Last month, a 30-year-old British woman’s confession that she had spent £9250 (about $13,000) attending 20 weddings and almost as many bachelorette parties over the past four years struck fear into the hearts of wedding-goers everywhere. Georgina Childs’ story captured multiple millennial-related fears: credit card debt, wedding season, and being forced to move back home, which Childs did after giving up her apartment because of the thousands of dollars of credit card debt she had incurred. Since she appeared on a British talk show, she’s been bombarded with media requests to talk about the newest Youth Trend: “wedding-guest debt.” According to Business Insider, while Childs faced “criticism on social media for her choices … for many millennials, her situation is all too relatable.” However, while attending a wedding can set most people back a pretty penny, the concept of going into debt to celebrate a friend’s nuptials might be as overhyped as most of the other “trends” attributed to millennials.
To wit: A recent Refinery29 article on how much millennial women are spending and saving on weddings dispels the easy fiscally irresponsible youth angle that defined most of the coverage of Childs’ story. The piece did confirm one well-known fact: Attending weddings can be quite expensive. Of the ten women interviewed, eight of them anticipated spending at least $1,500 on wedding-related expenses over one year, including travel, gifts, and “miscellaneous stuff like accessories and Ubers.” But of the ten, only four were willing to expense their wedding damages to a credit card.

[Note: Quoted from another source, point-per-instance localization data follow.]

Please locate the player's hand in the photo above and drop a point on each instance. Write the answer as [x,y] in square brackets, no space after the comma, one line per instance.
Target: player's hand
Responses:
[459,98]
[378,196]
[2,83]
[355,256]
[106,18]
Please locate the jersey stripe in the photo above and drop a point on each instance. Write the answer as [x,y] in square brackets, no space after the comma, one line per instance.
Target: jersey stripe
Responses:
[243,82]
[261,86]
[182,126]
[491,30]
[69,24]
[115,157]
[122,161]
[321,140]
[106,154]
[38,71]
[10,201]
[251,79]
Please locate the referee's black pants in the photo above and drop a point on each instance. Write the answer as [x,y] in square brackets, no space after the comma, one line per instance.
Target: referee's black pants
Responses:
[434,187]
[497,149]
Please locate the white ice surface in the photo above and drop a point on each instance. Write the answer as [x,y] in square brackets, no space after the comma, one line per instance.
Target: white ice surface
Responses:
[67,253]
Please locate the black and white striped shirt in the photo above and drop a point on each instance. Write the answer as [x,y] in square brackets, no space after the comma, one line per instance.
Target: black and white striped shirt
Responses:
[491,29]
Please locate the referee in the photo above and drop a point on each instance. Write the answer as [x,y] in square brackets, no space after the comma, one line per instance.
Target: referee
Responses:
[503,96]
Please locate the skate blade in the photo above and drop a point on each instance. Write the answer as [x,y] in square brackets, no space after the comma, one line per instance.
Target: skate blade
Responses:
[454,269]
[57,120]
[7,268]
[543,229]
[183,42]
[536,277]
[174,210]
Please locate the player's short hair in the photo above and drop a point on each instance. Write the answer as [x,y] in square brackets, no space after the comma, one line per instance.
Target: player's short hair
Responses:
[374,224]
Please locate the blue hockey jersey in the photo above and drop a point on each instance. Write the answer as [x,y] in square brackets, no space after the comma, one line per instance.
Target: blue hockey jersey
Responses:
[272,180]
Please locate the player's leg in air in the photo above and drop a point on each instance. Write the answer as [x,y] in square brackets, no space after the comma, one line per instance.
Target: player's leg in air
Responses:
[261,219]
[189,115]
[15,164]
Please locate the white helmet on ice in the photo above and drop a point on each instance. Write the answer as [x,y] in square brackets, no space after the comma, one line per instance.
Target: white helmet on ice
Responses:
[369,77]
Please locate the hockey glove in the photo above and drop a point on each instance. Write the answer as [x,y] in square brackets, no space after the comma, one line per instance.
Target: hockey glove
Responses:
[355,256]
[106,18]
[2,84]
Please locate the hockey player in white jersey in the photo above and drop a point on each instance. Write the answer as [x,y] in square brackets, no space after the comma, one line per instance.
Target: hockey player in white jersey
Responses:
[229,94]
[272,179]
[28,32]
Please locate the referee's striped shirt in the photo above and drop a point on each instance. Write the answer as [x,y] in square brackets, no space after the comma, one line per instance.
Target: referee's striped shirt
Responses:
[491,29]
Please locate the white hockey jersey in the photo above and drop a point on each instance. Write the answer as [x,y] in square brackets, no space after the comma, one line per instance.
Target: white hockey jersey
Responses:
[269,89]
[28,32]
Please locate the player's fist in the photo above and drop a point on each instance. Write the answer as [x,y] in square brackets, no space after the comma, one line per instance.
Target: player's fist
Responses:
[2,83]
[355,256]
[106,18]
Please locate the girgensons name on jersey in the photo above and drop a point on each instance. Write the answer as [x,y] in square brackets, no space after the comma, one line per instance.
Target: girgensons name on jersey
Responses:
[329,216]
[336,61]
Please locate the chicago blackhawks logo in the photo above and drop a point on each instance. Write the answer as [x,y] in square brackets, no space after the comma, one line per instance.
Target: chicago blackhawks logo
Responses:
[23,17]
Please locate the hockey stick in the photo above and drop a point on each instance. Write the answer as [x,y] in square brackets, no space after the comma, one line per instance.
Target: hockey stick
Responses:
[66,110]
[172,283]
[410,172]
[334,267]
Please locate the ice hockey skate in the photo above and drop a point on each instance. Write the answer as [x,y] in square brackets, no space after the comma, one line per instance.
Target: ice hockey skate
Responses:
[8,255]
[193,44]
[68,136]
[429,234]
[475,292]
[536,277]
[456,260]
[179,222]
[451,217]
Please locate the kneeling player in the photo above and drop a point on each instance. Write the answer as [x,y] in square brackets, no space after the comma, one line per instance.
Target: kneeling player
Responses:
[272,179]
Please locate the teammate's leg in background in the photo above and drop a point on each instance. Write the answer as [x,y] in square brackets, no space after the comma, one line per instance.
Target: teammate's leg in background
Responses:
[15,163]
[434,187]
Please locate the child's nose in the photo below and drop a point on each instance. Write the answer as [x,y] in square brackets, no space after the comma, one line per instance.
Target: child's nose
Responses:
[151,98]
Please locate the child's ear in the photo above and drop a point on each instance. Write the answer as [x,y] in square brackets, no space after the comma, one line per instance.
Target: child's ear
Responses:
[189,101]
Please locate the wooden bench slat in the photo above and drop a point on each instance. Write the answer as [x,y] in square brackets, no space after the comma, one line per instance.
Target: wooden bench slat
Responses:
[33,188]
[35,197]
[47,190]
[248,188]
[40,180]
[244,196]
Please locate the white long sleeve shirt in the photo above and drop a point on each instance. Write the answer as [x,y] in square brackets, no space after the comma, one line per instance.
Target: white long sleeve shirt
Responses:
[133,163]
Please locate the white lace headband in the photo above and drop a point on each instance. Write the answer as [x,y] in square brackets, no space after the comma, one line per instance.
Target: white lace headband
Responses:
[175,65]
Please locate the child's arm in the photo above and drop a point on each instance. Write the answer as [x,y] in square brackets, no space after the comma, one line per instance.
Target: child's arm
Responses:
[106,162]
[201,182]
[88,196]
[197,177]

And half of them had paid off the balance within three months of the initial expense.
The Refinery29 interviews paint a picture of a much more financially responsible generation than did the spate of wedding-guest debt articles that emerged in the wake of Childs’ story.
As one woman said, “I love the people in my life, but their wedding days are not worth going into debt for!” The overwhelming consensus of the women interviewed suggests that millennials are willing to spend big on important moments: “The bridal shower is what I’m willing to spend the most on—it’s for my best friend and she deserves a great party.” But what they’re not willing to do is jeopardize their financial future over it. In other words, the interviews present a generation of adults that both value friendship and lack of indebtedness.
Of course, it makes sense that a generation largely defined by exorbitant student loan debt would not willingly go into more debt over the fear of missing out on a destination wedding. But given the media’s love of lampooning the financial decisions of 20- to 30-year-olds, Childs’ story proved too attractive, even if it spoke to a trend of only one. There’s evidence to suggest that millennials are one of the most financially conservative generations to emerge since the Great Depression, but that data conflicts with the more titillating social consensus that millennials are too busy instagramming with their friends to balance a checkbook. What if … they can do both?